The Kelly Criterion is a mathematical formula for determining the optimal fraction of your bankroll to bet on any wager where you have a positive edge. Developed by John L. Kelly Jr. in 1956, it maximises the long-term growth rate of your bankroll. The formula is: f* = (bp − q) ÷ b, where b = decimal odds minus 1, p = probability of winning, and q = probability of losing (1 − p).
Why use fractional Kelly instead of full Kelly?
Full Kelly bets can cause very large drawdowns during normal variance, even when your edge estimate is correct. A half Kelly (50% of full Kelly) reduces drawdowns by approximately 75% while sacrificing only 25% of expected growth rate. Quarter Kelly (25%) is even more conservative and is recommended when your edge estimate is uncertain.
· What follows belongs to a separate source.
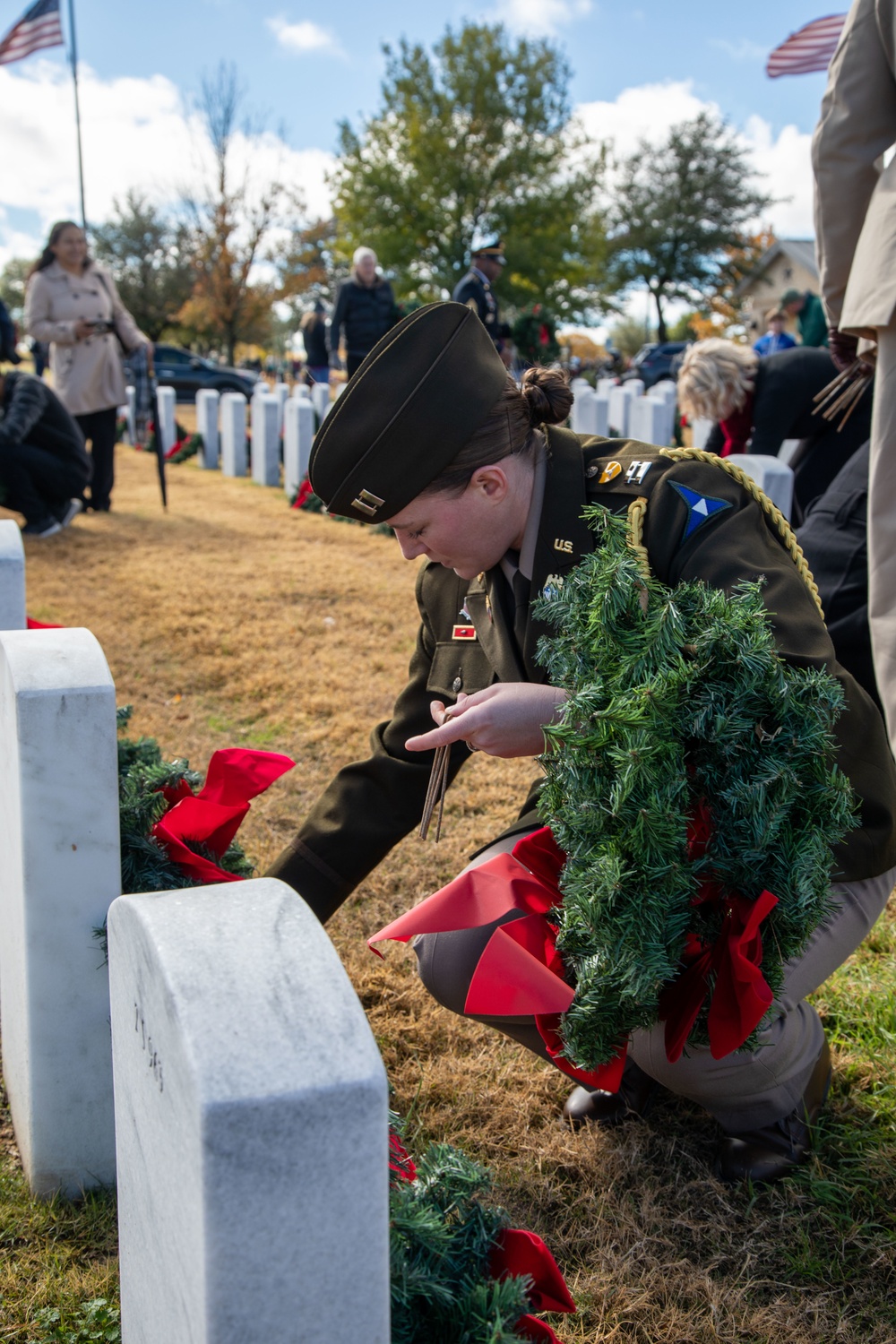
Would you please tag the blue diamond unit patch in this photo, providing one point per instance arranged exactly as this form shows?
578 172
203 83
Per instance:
700 508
Most professional bettors use 25–50% Kelly.
What happens if my edge estimate is wrong?
If you overestimate your win probability, Kelly will recommend bets that are too large, which can cause catastrophic losses. This is called estimation risk. Using fractional Kelly (25–50%) provides a safety buffer against edge overestimation. The Kelly Criterion assumes your probability estimate is accurate — always be conservative with your edge estimates.
What does a negative Kelly fraction mean?
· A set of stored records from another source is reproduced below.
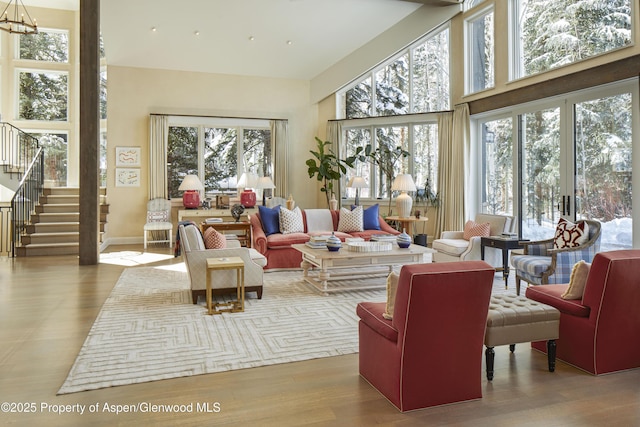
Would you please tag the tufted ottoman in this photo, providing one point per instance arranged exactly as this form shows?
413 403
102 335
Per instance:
513 319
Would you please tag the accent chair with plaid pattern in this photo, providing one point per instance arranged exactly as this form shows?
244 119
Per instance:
541 264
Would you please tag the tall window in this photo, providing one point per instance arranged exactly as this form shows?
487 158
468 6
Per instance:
480 52
550 34
217 153
414 81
A negative Kelly fraction (f* < 0) means you have no positive edge on the bet — the bet has negative expected value. The Kelly Criterion mathematically recommends not betting at all in this situation. This occurs whenever the bookmaker's implied probability exceeds your estimated true win probability.
Can Kelly Criterion be used for matched betting or exchange trading?
The Kelly Criterion is most useful for pure value betting where you have a genuine probability edge over the market. It is less relevant for matched betting where returns are near-certain regardless of outcome. For exchange trading and value betting with a real edge, Kelly sizing is an excellent tool for managing bankroll growth while controlling drawdown risk.